Zwei neue Facetten der Partnerschaft zwischen Düren und Gradačac

Düren, den 30.07.2018

Düren. Die vielfältigen Verbindungen zwischen Düren und der Partnerstadt Gradačac in Bosnien-Herzegowina sind um zwei weitere Facetten reicher geworden. Die Bemühungen der Dürener Partnerschaftsbeauftragten Katja Schmitz und ihrer bosnischen Kollegin Indira Hiseni, Verbindungen zwischen jungen Leuten aufzubauen, haben positive Ergebnisse gebracht. Nachdem im vergangenen Jahr eine Gruppe aus dem Kinderheim in Gradačac Düren besuchte und unter anderem die Annakirmes erlebte, folgte in diesem Jahr eine Gruppe Erwachsener mit körperlicher oder geistiger Behinderung, die in Bosnien vom Verein „Kutak Radosti“ (Ecke der Freude) betreut werden.

Ein Erinnerungsfoto nach Gesprächen und Mittagessen mit dem Bürgermeister in den Rurtalwerkstätten.
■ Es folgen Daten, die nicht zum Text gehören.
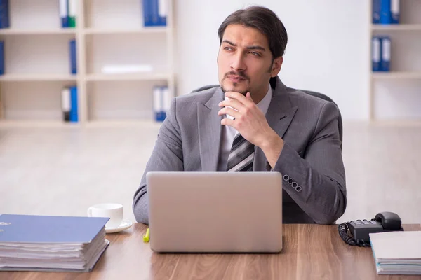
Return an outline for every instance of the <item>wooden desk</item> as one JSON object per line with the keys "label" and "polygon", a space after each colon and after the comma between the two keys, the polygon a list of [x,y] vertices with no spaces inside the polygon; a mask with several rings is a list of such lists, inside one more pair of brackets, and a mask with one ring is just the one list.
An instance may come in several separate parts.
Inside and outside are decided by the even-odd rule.
{"label": "wooden desk", "polygon": [[284,225],[279,254],[157,254],[143,243],[146,228],[107,234],[111,244],[91,273],[0,272],[0,279],[421,279],[377,276],[371,248],[345,244],[337,225]]}

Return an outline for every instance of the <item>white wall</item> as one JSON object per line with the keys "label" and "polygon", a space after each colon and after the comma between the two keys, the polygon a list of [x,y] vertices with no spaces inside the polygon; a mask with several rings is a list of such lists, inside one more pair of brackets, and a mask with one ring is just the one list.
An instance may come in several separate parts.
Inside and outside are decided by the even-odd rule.
{"label": "white wall", "polygon": [[[330,96],[339,105],[345,120],[368,118],[370,16],[367,0],[175,2],[178,94],[218,83],[219,25],[230,13],[259,4],[273,10],[288,34],[280,73],[282,80],[292,88]],[[419,83],[411,83],[415,85],[405,96],[400,92],[376,93],[376,114],[387,118],[419,117]],[[399,91],[399,83],[395,87]],[[375,90],[381,90],[381,85],[375,86]],[[396,102],[401,105],[395,106]]]}

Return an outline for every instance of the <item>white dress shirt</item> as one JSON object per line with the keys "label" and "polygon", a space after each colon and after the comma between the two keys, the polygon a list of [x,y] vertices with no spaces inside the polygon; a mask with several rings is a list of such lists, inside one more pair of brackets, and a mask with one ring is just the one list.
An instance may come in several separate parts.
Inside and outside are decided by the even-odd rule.
{"label": "white dress shirt", "polygon": [[[267,108],[269,108],[269,104],[270,104],[270,101],[272,100],[272,90],[269,85],[269,90],[267,90],[267,93],[263,97],[262,100],[258,104],[258,107],[260,109],[260,111],[263,113],[264,115],[266,115],[267,112]],[[229,99],[228,97],[225,97],[225,100]],[[228,114],[225,115],[224,118],[228,118],[230,119],[233,119],[234,118],[232,115]],[[236,130],[229,125],[223,125],[222,131],[221,132],[221,146],[220,148],[220,154],[218,162],[218,171],[226,171],[227,170],[227,164],[228,162],[228,156],[229,155],[229,151],[231,150],[231,146],[232,146],[232,141],[234,141],[234,138],[239,133]]]}

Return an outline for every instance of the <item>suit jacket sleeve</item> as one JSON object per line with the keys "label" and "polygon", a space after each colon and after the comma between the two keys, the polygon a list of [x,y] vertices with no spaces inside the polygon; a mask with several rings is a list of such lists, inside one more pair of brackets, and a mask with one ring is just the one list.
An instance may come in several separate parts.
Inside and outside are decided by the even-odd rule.
{"label": "suit jacket sleeve", "polygon": [[176,99],[173,99],[167,117],[159,130],[152,154],[146,165],[140,186],[133,198],[133,213],[138,223],[149,223],[146,174],[149,171],[183,170],[182,146],[176,117]]}
{"label": "suit jacket sleeve", "polygon": [[323,105],[304,157],[284,142],[274,167],[301,187],[298,191],[299,188],[283,181],[283,188],[307,215],[321,224],[333,223],[343,214],[347,205],[338,115],[338,108],[333,103]]}

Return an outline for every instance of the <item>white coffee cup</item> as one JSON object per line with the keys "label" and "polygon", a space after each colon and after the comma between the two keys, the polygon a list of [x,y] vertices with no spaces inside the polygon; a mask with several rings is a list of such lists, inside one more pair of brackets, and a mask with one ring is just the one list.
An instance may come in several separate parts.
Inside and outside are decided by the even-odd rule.
{"label": "white coffee cup", "polygon": [[116,203],[102,203],[88,208],[88,217],[108,217],[107,228],[118,227],[123,220],[123,205]]}

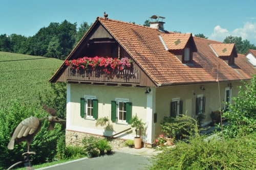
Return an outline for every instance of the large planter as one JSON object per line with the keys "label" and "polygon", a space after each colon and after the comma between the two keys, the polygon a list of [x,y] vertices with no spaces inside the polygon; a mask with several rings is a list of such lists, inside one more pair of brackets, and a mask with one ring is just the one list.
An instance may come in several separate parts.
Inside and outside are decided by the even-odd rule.
{"label": "large planter", "polygon": [[134,148],[141,148],[141,138],[140,137],[134,137]]}
{"label": "large planter", "polygon": [[165,138],[165,139],[166,139],[166,145],[174,145],[174,139],[173,138],[171,138],[170,137],[166,137]]}
{"label": "large planter", "polygon": [[87,153],[87,157],[88,158],[93,158],[93,154],[91,153]]}

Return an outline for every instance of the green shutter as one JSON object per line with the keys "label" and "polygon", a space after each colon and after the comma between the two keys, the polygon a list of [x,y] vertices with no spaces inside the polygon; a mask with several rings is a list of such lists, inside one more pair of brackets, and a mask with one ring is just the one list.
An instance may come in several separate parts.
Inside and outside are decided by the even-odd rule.
{"label": "green shutter", "polygon": [[201,98],[197,98],[196,102],[196,114],[198,115],[200,110]]}
{"label": "green shutter", "polygon": [[183,114],[183,101],[180,101],[180,114]]}
{"label": "green shutter", "polygon": [[205,113],[205,97],[203,98],[203,113]]}
{"label": "green shutter", "polygon": [[126,103],[126,123],[130,124],[132,118],[132,103]]}
{"label": "green shutter", "polygon": [[175,112],[175,102],[170,102],[170,117],[176,117],[176,113]]}
{"label": "green shutter", "polygon": [[116,122],[116,102],[111,101],[111,120]]}
{"label": "green shutter", "polygon": [[98,118],[98,100],[97,99],[93,100],[93,117],[95,119]]}
{"label": "green shutter", "polygon": [[84,98],[80,98],[80,115],[84,117]]}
Foto: Stadt Düren

Ein Erinnerungsfoto nach Gesprächen und Mittagessen mit dem Bürgermeister in den Rurtalwerkstätten. Foto: Stadt Düren

Bürgermeister Paul Larue hatte sie bei seinem letzten Aufenthalt in der Partnerstadt zu dem Besuch eingeladen. Katja Schmitz realisierte die Einladung und organisierte gemeinsam mit der Lebenshilfe Düren e.V. ein Programm, das viele Möglichkeiten der Begegnung mit Menschen bot, die von der Lebenshilfe begleitet werden und in den Rurtalwerkstätten arbeiten.

Kurz danach erlebt eine Gruppe von bosnischen Studenten und eine Verwaltungsmitarbeiterin aus Gradačac das Ferienlager des Dürener Jugendamtes am Badesee mit, wo im nächsten Jahr ein internationales Camp mit bosnischen Jugendlichen das vorhandene Angebot an Feriencamps des städtischen Jugendamtes erweitern soll.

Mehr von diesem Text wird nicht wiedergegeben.